ADRs can be location specific, i.e., one drug can cause ADRs in one country or region but may not produce any harmful effects in the other region/country. Pharmacovigilance proves to be an important monitoring system for the safety of medicines not only globally but in individual countries as well. This is achieved with the support of doctors, pharmacists, nurses, other health professionals and by the patient itself.
All the continents / regions in the world have their own Pharmacovigilance systems based on the WHO guidelines. Few of them are summarized below:-
Pharmacovigilance System in Europe:- EMA (European Medicines Agency) and NCAs (National Competent Authorities) coordinate and conduct the Pharmacovigilance program in Europe. EMA is responsible for maintaining and developing the Pharmacovigilance database comprising all suspected and unexpected serious ADRs that are observed in the European region. In Europe Pharmacovigilance system is known as EudraVigilance which includes separate but alike database of human and veterinary reaction.

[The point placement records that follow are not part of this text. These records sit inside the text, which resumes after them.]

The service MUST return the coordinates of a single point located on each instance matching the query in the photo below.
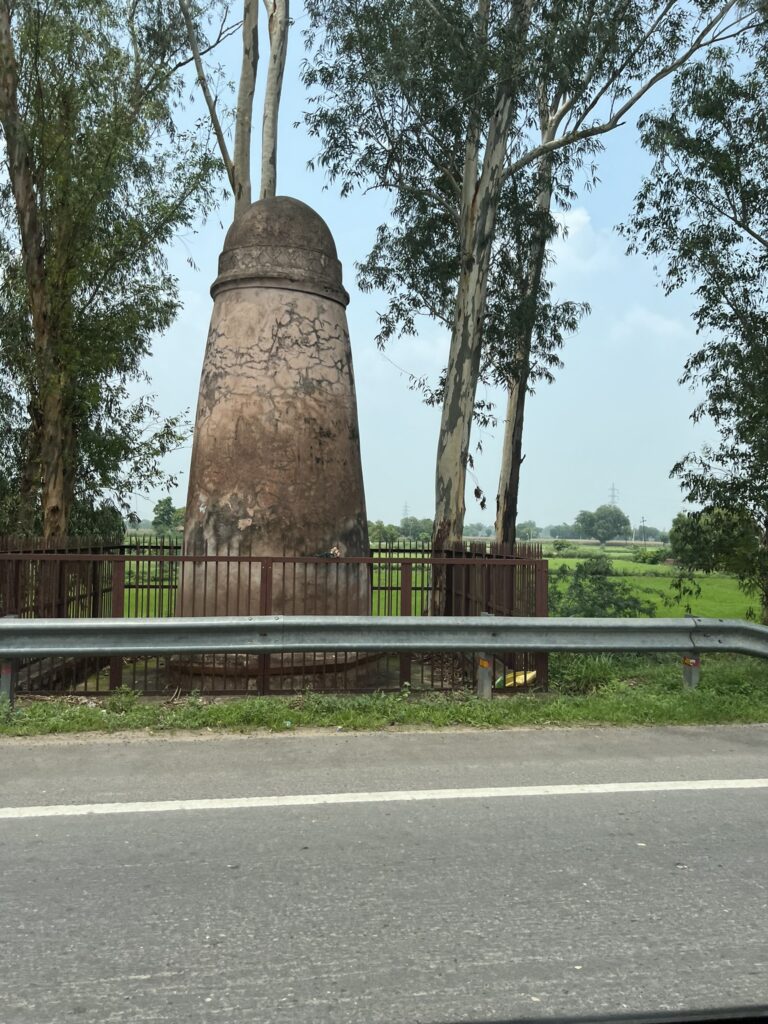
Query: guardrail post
(265, 608)
(691, 670)
(407, 581)
(484, 673)
(118, 611)
(8, 676)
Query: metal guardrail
(285, 634)
(274, 634)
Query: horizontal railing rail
(278, 634)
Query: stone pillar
(275, 464)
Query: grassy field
(720, 597)
(585, 690)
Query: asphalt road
(482, 908)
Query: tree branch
(278, 15)
(578, 134)
(244, 116)
(210, 100)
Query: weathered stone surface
(275, 467)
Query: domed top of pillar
(281, 243)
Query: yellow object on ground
(515, 679)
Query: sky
(614, 417)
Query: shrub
(650, 556)
(591, 590)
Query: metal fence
(150, 579)
(280, 635)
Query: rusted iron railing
(154, 580)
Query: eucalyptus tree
(97, 179)
(701, 215)
(443, 104)
(238, 164)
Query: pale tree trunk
(466, 338)
(51, 448)
(480, 196)
(56, 459)
(244, 115)
(509, 477)
(238, 168)
(278, 15)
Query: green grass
(585, 690)
(720, 597)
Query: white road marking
(395, 796)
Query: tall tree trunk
(478, 224)
(278, 20)
(480, 196)
(509, 477)
(244, 114)
(55, 459)
(29, 497)
(53, 430)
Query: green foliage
(591, 590)
(605, 523)
(702, 216)
(477, 529)
(166, 518)
(115, 179)
(416, 529)
(378, 532)
(650, 556)
(527, 530)
(564, 531)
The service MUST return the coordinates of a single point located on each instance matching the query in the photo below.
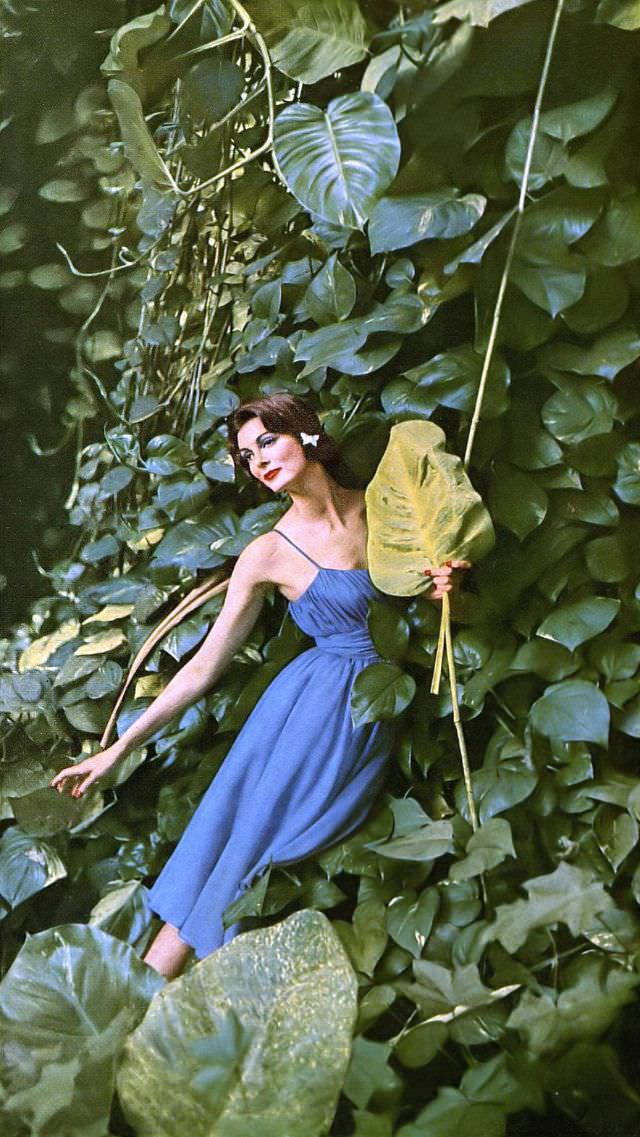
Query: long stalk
(446, 637)
(515, 233)
(456, 710)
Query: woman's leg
(168, 953)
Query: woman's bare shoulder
(257, 564)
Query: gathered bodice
(333, 610)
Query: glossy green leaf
(410, 921)
(546, 658)
(124, 912)
(450, 379)
(301, 965)
(381, 690)
(81, 990)
(556, 129)
(516, 500)
(628, 482)
(422, 511)
(334, 146)
(331, 293)
(579, 621)
(389, 631)
(26, 865)
(140, 147)
(568, 895)
(399, 222)
(583, 1010)
(579, 411)
(479, 13)
(309, 42)
(615, 239)
(616, 833)
(573, 710)
(485, 849)
(425, 843)
(210, 89)
(370, 1072)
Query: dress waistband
(357, 642)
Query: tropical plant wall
(397, 212)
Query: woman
(299, 777)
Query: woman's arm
(242, 604)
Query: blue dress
(299, 776)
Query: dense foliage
(323, 199)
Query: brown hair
(284, 414)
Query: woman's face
(274, 459)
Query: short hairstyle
(284, 414)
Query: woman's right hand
(82, 776)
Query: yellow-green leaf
(109, 613)
(422, 511)
(102, 642)
(38, 653)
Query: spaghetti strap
(297, 547)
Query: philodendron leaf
(574, 711)
(382, 690)
(67, 1002)
(422, 511)
(327, 159)
(312, 41)
(584, 1009)
(399, 222)
(288, 996)
(579, 621)
(485, 849)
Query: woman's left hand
(446, 578)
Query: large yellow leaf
(422, 511)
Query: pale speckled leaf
(422, 511)
(292, 990)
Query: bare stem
(456, 710)
(515, 233)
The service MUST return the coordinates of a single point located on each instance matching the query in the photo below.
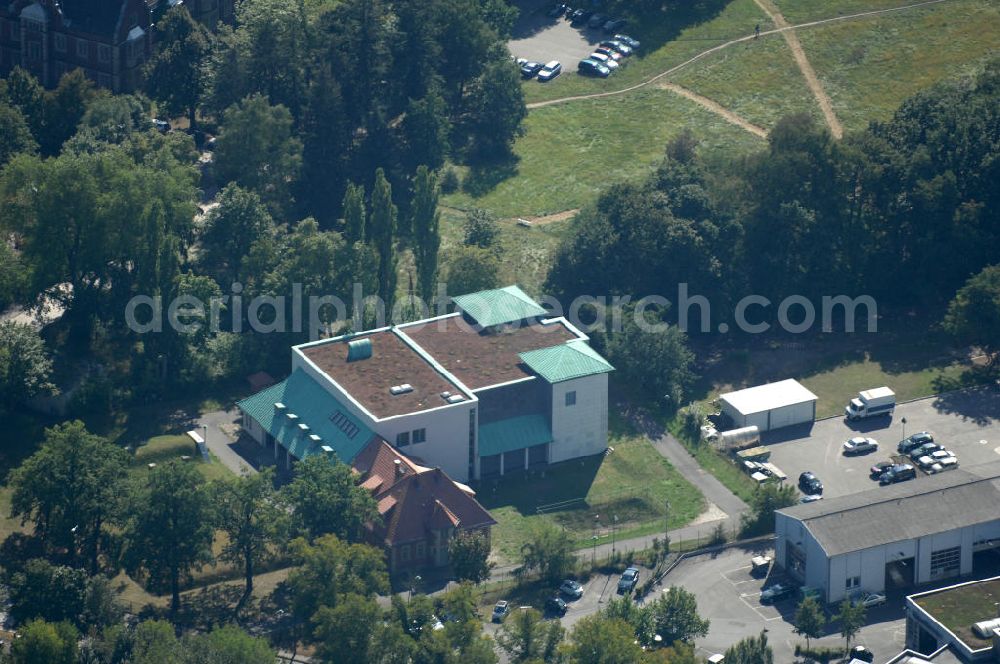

Pharmacovigilance System in United States:- In US Pharmacovigilance has a multi facet approach and comprises of three branches: FDA (Food and Drug Administration) ; the pharmaceutical manufacturers; and the academic/non-profit organizations like RADAR and Public Citizen. The reports on ADRs are received by the US FDA and appropriate actions for drug safety are taken thereafter.
Pharmacovigilance System in India: – National Pharmacovigilance Program (NPP) was launched by the Central Drugs Standard Control Organization (CDSCO), Ministry of Health and Family Welfare, Govt. of India, in November 2004, based on the WHO recommendations made in the document titled “Safety Monitoring of Medicinal Products – Guidelines for Setting Up and Running a Pharmacovigilance Centre”. The National Pharmacovigilance Programme for India is sponsored by the World Health Organization (WHO) and is funded by the World Bank. The country is divided into zones and region for operational efficiency. CDSCO, New Delhi is at the top of the hierarchy followed by two zonal Pharmacovigilance centers viz., Seth GS Medical College, Mumbai and AIIMS, New Delhi. The NPP collects, collate, analyze and monitors data to identify any unexpected or suspected ADRs which is then further reported to WHO International Drug Monitoring Programme for international collaboration on drug safety.
The core of data generating system of international Pharmacovigilance program is spontaneous reporting. These reports generally faces a drawback that they are often under reported, as they are submitted voluntarily and relies on the healthcare professionals and consumers to identify and report any suspected ADRs to their National Pharmacovigilance Center or to the manufacturer. Good safety monitoring encourages healthcare practitioners to take full responsibility for the medicines they use, hence it is important to train the health professionals for diagnosis, management and prevention of ADRs. It helps to improve the clinical effectiveness and increases the confidence with which they and their patients use medicines.
Pharmacovigilance program has helped in identifying the safety profile of many drugs and also many drugs have been withdrawn from the market after their ADRs were observed in the larger population. Awareness for reporting ADRs needs to be incorporated into the system for creating safety profile for all medicines in use or would be coming into use in nearing future.